Ruby on Rails + Active Directory = Brick Wall
23 September 2011 
6 Comments
I’ve been developing a new employee portal application for my employer, Ener-Tel. The project started out as a new sales estimate tool, and then evolved into a concept of an all-in-one web portal which will host various tools for all employees, not just salesmen.
At Ener-Tel, we use Active Directory, so it’s important for this application to use it for authentication so the employees don’t have to try to remember yet another username and password (also, I may eventually implement NTLM authentication to enable single-sign-on, but I’m not worried about that just yet). However, even though Rails is gaining momentum in the world of web applications, it appears that integration with Active Directory isn’t very popular due to the lack of working gems (wow, listen to me bash the community for not writing code for me). This leaves me with writing my own implementation using Net::LDAP, and as a Rails n00b, this is proving to be quite a challenge.
It appears the most popular authentication gem for Rails is Devise, which appears easy to implement and can support all kinds of authentication methods. However, it doesn’t support Active Directory (or even LDAP for that matter), but there are extensions to help with that.
Adam Kerr created an extension for Device to allow authentication against Active Directory (herein referred to as “the “AD extension”), which also depends on his Active Directory gem (and thus, depends on the Net::LDAP gem). Getting Devise added to my project was easy enough, but getting the AD extension working was a nightmare, and I eventually gave up.
The AD extension has only a miniscule amount of documentation, all of which is in the README file. But it should be easy enough to use, right? Maybe it’s my Rails version, or some other problem, but I spent a day debugging the gem and not my own code. I constantly ran into nil objects that would cause the gem to bork. I emailed Adam with some questions, and he was helpful, but I soon felt after the third email that I might just be a bother and that perhaps I wasn’t smart enough to make it work, so I let it go.

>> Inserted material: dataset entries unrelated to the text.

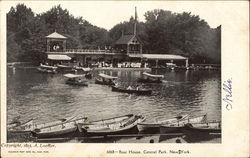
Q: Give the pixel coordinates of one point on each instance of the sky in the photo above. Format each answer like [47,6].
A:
[107,14]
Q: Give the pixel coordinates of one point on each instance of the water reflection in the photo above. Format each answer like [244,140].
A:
[45,97]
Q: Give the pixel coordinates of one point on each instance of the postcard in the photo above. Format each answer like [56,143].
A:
[124,79]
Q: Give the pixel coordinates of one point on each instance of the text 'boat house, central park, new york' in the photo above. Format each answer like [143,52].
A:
[128,48]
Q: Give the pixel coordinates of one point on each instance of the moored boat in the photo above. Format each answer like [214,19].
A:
[65,68]
[30,125]
[178,126]
[125,126]
[76,80]
[154,127]
[205,128]
[105,79]
[65,129]
[150,78]
[47,69]
[132,90]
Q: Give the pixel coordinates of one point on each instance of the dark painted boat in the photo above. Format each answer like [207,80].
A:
[132,91]
[65,129]
[179,126]
[65,68]
[105,79]
[154,127]
[70,128]
[206,128]
[29,125]
[150,78]
[47,69]
[125,126]
[76,80]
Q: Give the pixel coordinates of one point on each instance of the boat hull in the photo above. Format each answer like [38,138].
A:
[202,128]
[76,83]
[148,128]
[142,80]
[139,92]
[98,81]
[127,126]
[69,132]
[178,127]
[50,71]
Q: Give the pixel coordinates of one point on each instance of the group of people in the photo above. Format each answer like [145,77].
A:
[138,87]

Then, I figured, “Hey, how about I just use his Active Directory gem by itself, without devise and all that stuff?” Again, no documentation lead to hacking around, and I determined that again, I’m just not smart enough to make it work. But what I can get working is what I had all along before trying Devise, so I decided to just go back to using Net::LDAP directly and writing my own functions.

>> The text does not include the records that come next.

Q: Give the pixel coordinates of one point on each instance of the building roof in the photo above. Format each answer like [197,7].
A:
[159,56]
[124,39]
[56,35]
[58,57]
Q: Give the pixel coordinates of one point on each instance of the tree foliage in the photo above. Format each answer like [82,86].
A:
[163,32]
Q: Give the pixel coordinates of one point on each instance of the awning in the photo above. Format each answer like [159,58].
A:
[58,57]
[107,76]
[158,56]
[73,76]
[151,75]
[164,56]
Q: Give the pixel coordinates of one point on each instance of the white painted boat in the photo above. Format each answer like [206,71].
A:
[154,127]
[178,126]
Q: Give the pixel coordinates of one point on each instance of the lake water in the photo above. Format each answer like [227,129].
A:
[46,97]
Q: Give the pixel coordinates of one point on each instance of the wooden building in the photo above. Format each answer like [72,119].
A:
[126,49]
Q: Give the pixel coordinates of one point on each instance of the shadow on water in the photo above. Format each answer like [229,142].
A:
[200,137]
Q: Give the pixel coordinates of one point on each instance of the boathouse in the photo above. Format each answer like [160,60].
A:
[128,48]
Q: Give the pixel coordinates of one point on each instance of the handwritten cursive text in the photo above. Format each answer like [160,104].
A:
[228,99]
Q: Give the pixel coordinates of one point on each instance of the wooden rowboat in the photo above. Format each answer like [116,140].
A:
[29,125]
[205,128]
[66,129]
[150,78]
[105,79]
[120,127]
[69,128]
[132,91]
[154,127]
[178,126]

Bummer. I really like finding and using community-contributed gems because it enables powerful functions in my application while keeping my own code clean. Oh well, it was a nice shot, I guess. Perhaps someday when I have time to grow up into a real Ruby programmer, I might be able to make it work.
Author Info
Hi Matthew,
I have exactly the same experience with RoR and AD. I have tried devise, etc and just couldn’t get my small app to work or at least get it authenticate users. Then I found Adauth which is easy enough to install and configure. I finally got my small app to authenticate users although I am still looking for a couple more features (list users and reset passwords) which Adauth unfortunately seems to lack.
I might also end up using Net::LDAP but being very new to RoR, I’m not sure how to proceed.
- Rick
Thanks for sharing the link to Adauth — it looks like what I was looking for. But, as you mentioned, it seems to be primarily for authentication with the ability to read attributes as a bonus (at first glance, anyway).

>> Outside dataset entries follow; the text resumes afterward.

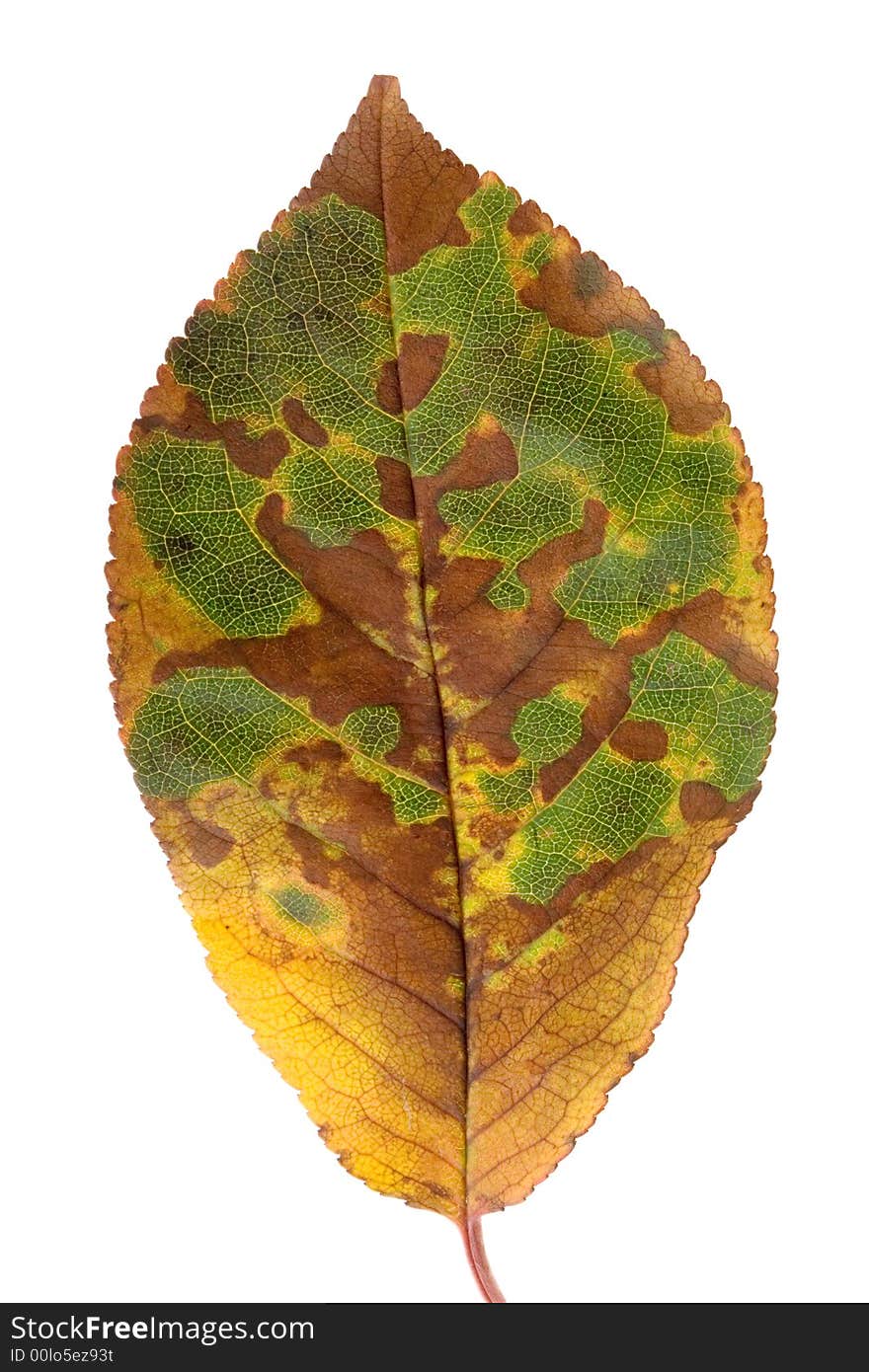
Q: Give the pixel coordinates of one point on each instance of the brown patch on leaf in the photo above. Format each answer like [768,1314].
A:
[386,164]
[178,411]
[207,843]
[387,389]
[700,801]
[416,862]
[303,424]
[528,218]
[361,579]
[720,625]
[510,924]
[421,358]
[486,649]
[578,292]
[486,456]
[640,739]
[396,488]
[678,379]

As a relatively green RoR developer myself, the best I could do was create a file in the
/libfolder with class methods (it works perfectly for me, but I’m not comfortable enough with it to share publicly). However, Adauth might be a good start to forking our own AD interfaceThanks for stopping by and sharing, Rick!
if either of you guys could provide any insight into how i can get adauth working would be greatly appreciated
whenever i try to login against an ad through sessions/new.html.erb it returns that theres a syntax error sessions_controller.rb
any ideas?
It’s pretty much impossible to help without you sharing any pertinent details (like what the error is, code samples, etc). However, it sounds like the answer to your problem is right in front of you: the error message is telling you where to look, and I’m pretty sure it also told you the line number in which the error occurred.
If you ware still having issues feel free to open an issue on the git repo here: https://github.com/Arcath/Adauth/issues
Password management etc… is something I intend to look into in the future. I’m kinda limited to what my company needs me to do and expanding the features of gem in a direction we wont use a lot isn’t something I can get time for at the moment.